Okay.
In general, I think ultimately when you have market-based mechanisms allowing supply and demand to dictate the price, there will be a cost and there will be a return on invested capital calculated in. When we have regulated rates entirely, we have to ensure that those regulated rates are compensatory.
We made our recommendation that, for instance, for interswitching rates, the system in which they're set should be examined to ensure that they are compensatory. One of the things we're not in the business of, I think, is government regulation forcing economic circumstance on a commercial entity that is not actually compensatory. From that perspective, we do want to incent the service providers within the chain to do that.
That being said, there have to be certain checks and balances. We have to remember that even with the maximum revenue entitlement not being there, you still have things like final offer arbitration. You have regulated rates. You have the dispute resolution mechanisms of the agency. All kinds of mechanisms are built in to address the market imbalance that exists. I think the compensatory rate structure setting....

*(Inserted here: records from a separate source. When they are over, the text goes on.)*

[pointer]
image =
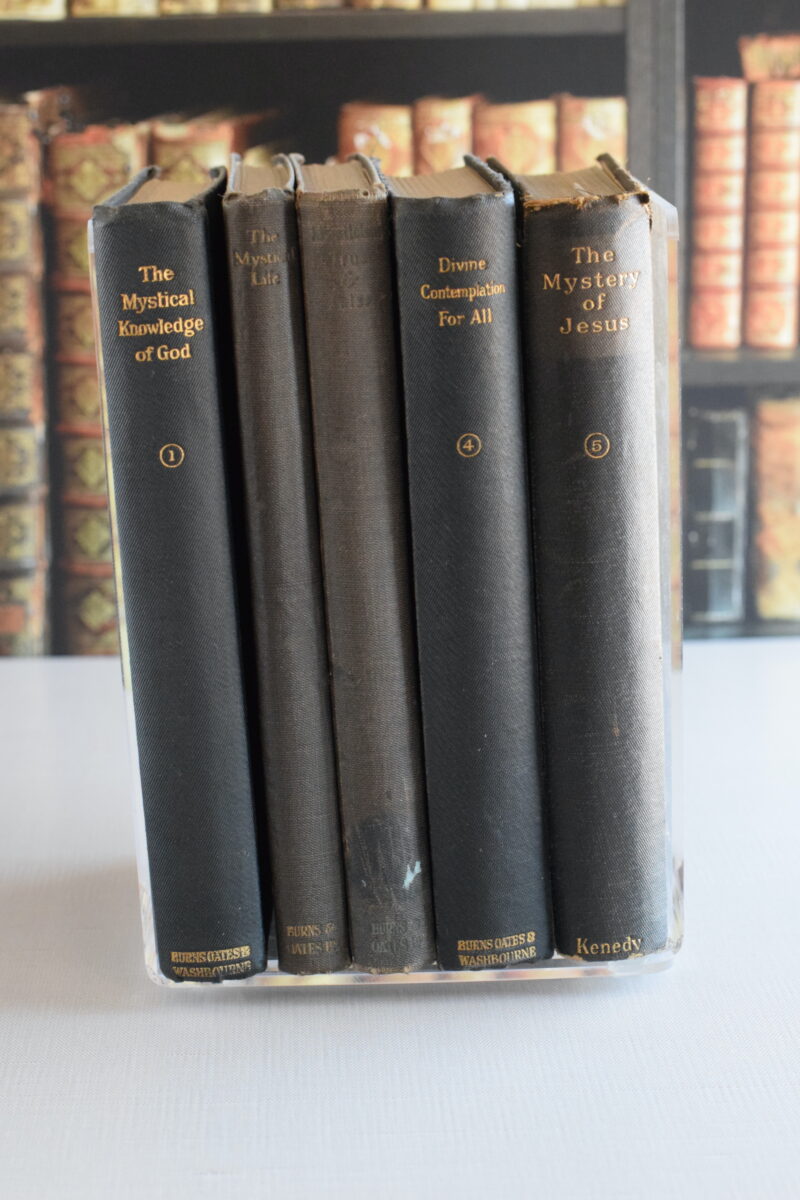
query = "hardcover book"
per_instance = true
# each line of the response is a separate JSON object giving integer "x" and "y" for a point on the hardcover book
{"x": 473, "y": 583}
{"x": 596, "y": 433}
{"x": 113, "y": 7}
{"x": 717, "y": 479}
{"x": 296, "y": 723}
{"x": 84, "y": 167}
{"x": 770, "y": 57}
{"x": 773, "y": 257}
{"x": 777, "y": 511}
{"x": 523, "y": 136}
{"x": 719, "y": 213}
{"x": 158, "y": 262}
{"x": 188, "y": 149}
{"x": 32, "y": 10}
{"x": 378, "y": 131}
{"x": 24, "y": 544}
{"x": 590, "y": 126}
{"x": 344, "y": 240}
{"x": 443, "y": 132}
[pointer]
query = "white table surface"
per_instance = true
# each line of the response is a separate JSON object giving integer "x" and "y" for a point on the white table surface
{"x": 683, "y": 1084}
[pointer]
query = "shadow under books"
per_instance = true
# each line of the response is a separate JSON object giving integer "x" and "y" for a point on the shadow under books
{"x": 74, "y": 942}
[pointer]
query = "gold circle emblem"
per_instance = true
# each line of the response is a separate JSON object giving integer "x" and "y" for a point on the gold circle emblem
{"x": 469, "y": 445}
{"x": 172, "y": 455}
{"x": 596, "y": 445}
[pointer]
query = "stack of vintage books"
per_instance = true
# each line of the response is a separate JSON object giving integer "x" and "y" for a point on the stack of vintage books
{"x": 391, "y": 523}
{"x": 534, "y": 137}
{"x": 56, "y": 10}
{"x": 745, "y": 285}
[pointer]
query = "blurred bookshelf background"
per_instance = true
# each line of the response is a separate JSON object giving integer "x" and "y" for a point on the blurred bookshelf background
{"x": 708, "y": 111}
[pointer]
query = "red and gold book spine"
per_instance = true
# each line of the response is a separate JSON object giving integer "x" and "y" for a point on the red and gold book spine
{"x": 773, "y": 245}
{"x": 443, "y": 132}
{"x": 186, "y": 150}
{"x": 32, "y": 10}
{"x": 83, "y": 169}
{"x": 184, "y": 7}
{"x": 24, "y": 543}
{"x": 385, "y": 4}
{"x": 113, "y": 7}
{"x": 452, "y": 5}
{"x": 590, "y": 126}
{"x": 770, "y": 57}
{"x": 308, "y": 4}
{"x": 246, "y": 6}
{"x": 522, "y": 137}
{"x": 379, "y": 131}
{"x": 719, "y": 213}
{"x": 777, "y": 509}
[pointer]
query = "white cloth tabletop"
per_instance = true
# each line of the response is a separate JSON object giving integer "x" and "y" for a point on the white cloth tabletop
{"x": 675, "y": 1085}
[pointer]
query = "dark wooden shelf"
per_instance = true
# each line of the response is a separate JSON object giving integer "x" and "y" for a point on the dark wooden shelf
{"x": 702, "y": 633}
{"x": 311, "y": 27}
{"x": 741, "y": 369}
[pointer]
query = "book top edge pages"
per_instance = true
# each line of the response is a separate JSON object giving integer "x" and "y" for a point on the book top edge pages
{"x": 156, "y": 191}
{"x": 456, "y": 184}
{"x": 251, "y": 179}
{"x": 607, "y": 178}
{"x": 340, "y": 178}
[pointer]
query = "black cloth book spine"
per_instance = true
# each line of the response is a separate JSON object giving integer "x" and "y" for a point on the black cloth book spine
{"x": 462, "y": 377}
{"x": 589, "y": 339}
{"x": 161, "y": 358}
{"x": 346, "y": 251}
{"x": 717, "y": 472}
{"x": 286, "y": 573}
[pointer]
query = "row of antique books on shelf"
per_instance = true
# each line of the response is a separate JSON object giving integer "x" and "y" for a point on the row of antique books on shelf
{"x": 745, "y": 263}
{"x": 56, "y": 10}
{"x": 741, "y": 513}
{"x": 350, "y": 418}
{"x": 56, "y": 588}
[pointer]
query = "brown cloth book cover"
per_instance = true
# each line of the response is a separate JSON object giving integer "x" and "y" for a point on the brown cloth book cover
{"x": 717, "y": 213}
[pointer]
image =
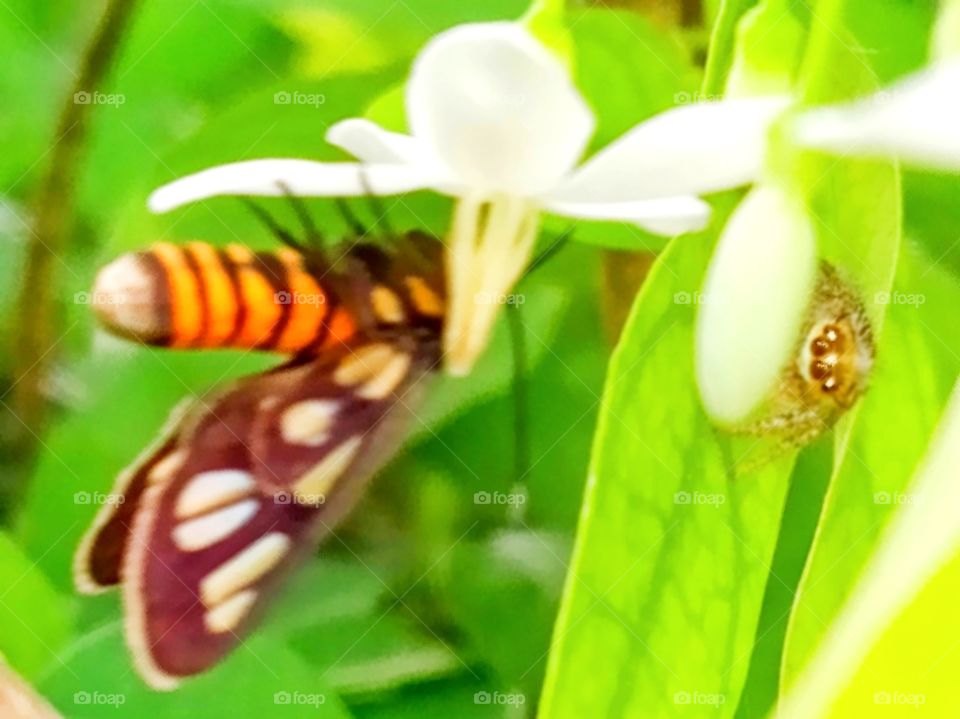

You know, Kelly, the reason they can't consider the commercial rates in their determination is that those are confidential. They don't actually have access to those rates. They're contractually confidential today. But I think that a cost and a reasonable return on investment capital for compensatory interswitching, and not to be excluded from a maximum revenue entitlement.... If we want interswitching, the railways should not be penalized for doing it, and that may be to the benefit of producers.